Minutes after the court’s decision, the president had falsely claimed on Twitter that there are “big problems and discrepancies with Mail In Ballots all over the USA.”

He said that the US “must have final total on November 3rd.”

Final vote counts have never been completely tabulated and certified on election night, and unprecedented requests for mail-in ballots during 2020 elections will likely mean the results take longer to produce. 

The president has frequently and falsely pointed to procedural delays as evidence of voter fraud. If early ballot returns suggest a Trump victory, and delayed mail-in ballots begin to favour his Democratic rival Joe Biden, voting rights advocates have warned that the president could allege mass voter fraud to justify undermining the result.
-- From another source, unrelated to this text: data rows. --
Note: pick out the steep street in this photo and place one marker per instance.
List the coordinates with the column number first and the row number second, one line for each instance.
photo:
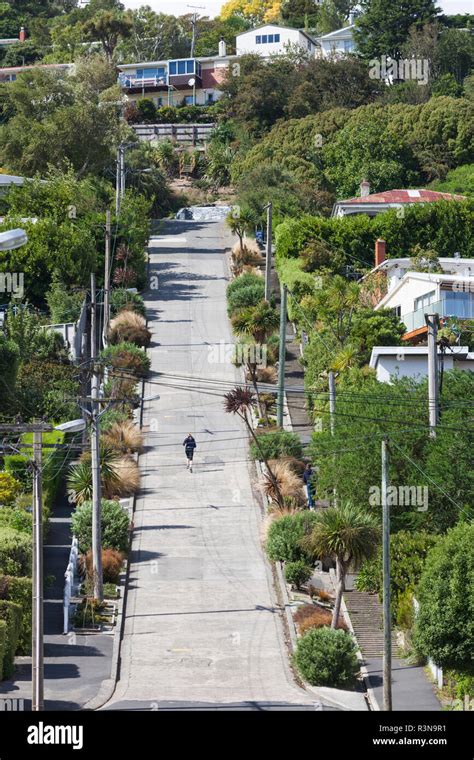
column 202, row 624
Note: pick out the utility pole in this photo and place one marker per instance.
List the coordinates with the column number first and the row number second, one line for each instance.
column 387, row 623
column 268, row 257
column 37, row 662
column 37, row 630
column 193, row 24
column 332, row 399
column 107, row 277
column 118, row 179
column 281, row 360
column 432, row 321
column 95, row 455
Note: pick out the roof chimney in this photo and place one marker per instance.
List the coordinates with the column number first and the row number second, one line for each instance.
column 380, row 254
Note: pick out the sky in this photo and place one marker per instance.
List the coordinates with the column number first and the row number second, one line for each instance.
column 212, row 7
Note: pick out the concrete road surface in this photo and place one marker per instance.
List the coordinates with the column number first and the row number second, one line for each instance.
column 202, row 628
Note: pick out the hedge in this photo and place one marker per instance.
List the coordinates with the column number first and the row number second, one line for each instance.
column 11, row 614
column 15, row 552
column 278, row 444
column 19, row 591
column 115, row 525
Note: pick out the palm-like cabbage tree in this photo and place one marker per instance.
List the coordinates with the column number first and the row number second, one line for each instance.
column 347, row 534
column 256, row 322
column 240, row 401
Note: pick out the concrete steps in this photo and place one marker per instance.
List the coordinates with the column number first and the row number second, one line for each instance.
column 365, row 612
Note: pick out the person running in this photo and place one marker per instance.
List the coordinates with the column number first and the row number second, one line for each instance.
column 189, row 445
column 307, row 475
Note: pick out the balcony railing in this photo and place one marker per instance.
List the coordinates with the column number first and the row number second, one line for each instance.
column 450, row 306
column 131, row 81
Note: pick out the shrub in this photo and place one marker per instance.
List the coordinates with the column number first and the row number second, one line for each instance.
column 277, row 444
column 285, row 534
column 127, row 357
column 17, row 518
column 129, row 326
column 325, row 657
column 318, row 619
column 9, row 488
column 298, row 573
column 124, row 436
column 112, row 561
column 444, row 628
column 120, row 299
column 10, row 613
column 15, row 552
column 114, row 524
column 128, row 474
column 251, row 295
column 146, row 110
column 289, row 484
column 244, row 281
column 18, row 590
column 19, row 467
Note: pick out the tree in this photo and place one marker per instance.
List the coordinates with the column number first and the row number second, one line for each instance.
column 42, row 131
column 109, row 27
column 254, row 11
column 240, row 402
column 154, row 37
column 300, row 13
column 240, row 223
column 347, row 533
column 383, row 29
column 444, row 627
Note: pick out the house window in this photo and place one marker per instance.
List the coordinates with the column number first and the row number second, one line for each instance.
column 423, row 301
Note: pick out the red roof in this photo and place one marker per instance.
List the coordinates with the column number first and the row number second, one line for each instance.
column 405, row 196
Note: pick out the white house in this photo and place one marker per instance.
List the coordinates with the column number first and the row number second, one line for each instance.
column 376, row 203
column 271, row 39
column 412, row 361
column 338, row 43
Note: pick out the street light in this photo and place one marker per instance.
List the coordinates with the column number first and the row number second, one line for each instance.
column 12, row 239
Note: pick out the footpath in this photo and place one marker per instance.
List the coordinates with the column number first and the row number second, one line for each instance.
column 411, row 688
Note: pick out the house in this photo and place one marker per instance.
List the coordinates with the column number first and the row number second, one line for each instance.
column 271, row 39
column 5, row 42
column 376, row 203
column 412, row 361
column 180, row 81
column 411, row 294
column 337, row 44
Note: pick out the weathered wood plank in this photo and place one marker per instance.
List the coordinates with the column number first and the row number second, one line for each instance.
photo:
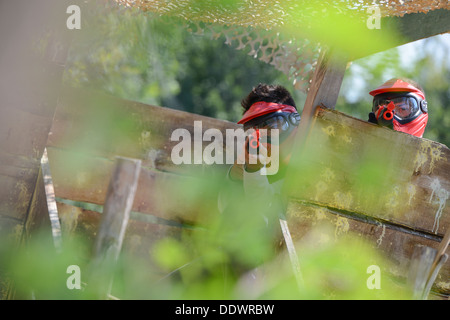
column 140, row 240
column 165, row 195
column 353, row 165
column 316, row 224
column 119, row 199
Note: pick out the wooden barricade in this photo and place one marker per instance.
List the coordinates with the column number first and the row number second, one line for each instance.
column 387, row 187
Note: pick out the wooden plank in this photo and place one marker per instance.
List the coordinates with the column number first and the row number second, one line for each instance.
column 140, row 238
column 323, row 91
column 119, row 199
column 165, row 195
column 313, row 224
column 105, row 126
column 410, row 27
column 359, row 167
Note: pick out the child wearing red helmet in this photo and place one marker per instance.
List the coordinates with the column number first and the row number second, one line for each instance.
column 400, row 104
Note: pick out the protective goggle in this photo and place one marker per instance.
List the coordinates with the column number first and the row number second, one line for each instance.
column 283, row 121
column 407, row 105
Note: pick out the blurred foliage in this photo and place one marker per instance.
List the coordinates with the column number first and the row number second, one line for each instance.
column 155, row 60
column 426, row 61
column 233, row 258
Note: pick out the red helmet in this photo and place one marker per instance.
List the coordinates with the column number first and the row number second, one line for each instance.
column 410, row 113
column 397, row 85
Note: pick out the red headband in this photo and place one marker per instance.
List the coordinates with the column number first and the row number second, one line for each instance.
column 261, row 108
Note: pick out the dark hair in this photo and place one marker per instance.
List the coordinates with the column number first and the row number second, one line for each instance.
column 268, row 93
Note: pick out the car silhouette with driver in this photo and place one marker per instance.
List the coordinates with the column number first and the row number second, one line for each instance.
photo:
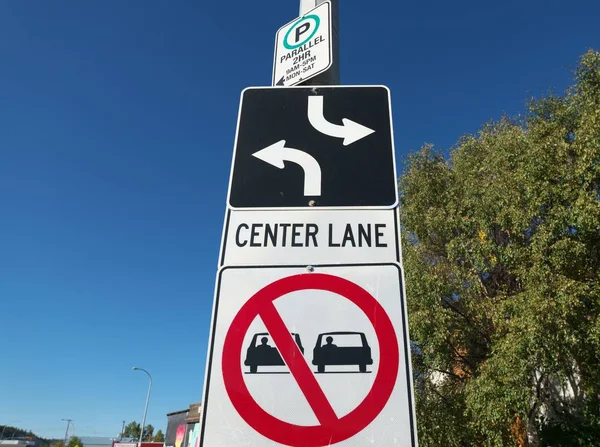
column 260, row 353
In his opinion, Justice Kavanaugh cited an article from New York University law professor Richard Pildes, stating that the “longer after Election Day any significant changes in vote totals take place, the greater the risk that the losing side will cry that the election has been stolen.”

But Justice Kavanaugh had selectively pulled from the article, which ultimately encourages states to extend their ballot deadlines to prevent such a case.

He also approvingly cited a radical theory from Bush v Gore, which decided the fate of the 2000 election between candidates George W Bush and Al Gore.

Justices Kavanaugh and John Roberts and incoming Justice Barrett were all part of the legal team that ultimately gave President Bush a slim victory for the White House, by just 537 votes among 6 million cast in Florida in that election.

That legal team had also argued in that case that late-arriving ballots without postmarks should be counted in Florida.

In a footnote in Monday’s ruling, Justice Kavanaugh argued his support for a controversial idea that was considered too extreme by the court’s majority in 2000.

Chief Justice William Rehnquist and conservative justices Antonin Scalia and Clarence Thomas had argued that state legislatures, not courts, interpret changes to state election laws, to be governed by the Supreme Court, effectively creating a superseding elections board to determine the “intent” of state election laws.

Justice Kavanaugh cited their idea as precedent.

Challenges to expanded mail-in voting access across the US have come from Republican lawmakers and GOP officials in states, while Democrats and civil rights groups have fought to secure voting access.

“The state courts do not have a blank check to rewrite state election laws for federal elections,” Justice Kavanaugh wrote.

He said state courts “may not depart from the state election code enacted by the legislature.”

In his concurrence, Justice Neil Gorsuch echoed Justice Kavanaugh: “The Constitution provides that state legislatures – not federal judges, not state judges, not state governors, not other state officials – bear primary responsibility for setting election rules.

Chief Justice Roberts suggested he does not agree with the two justices – but the arrival of Justice Barrett a week before Election Day could give the court a majority to strike down state Supreme Court rulings that expand voting rights and ballot access.

North Carolina Republicans – who will soon face the Supreme Court with their own challenge to ballot deadlines in the state – said that Justice Kavanaugh’s remarks “succinctly captured the essence of the problem with unelected state panels or judges changing laws passed by a state legislature to govern an election.”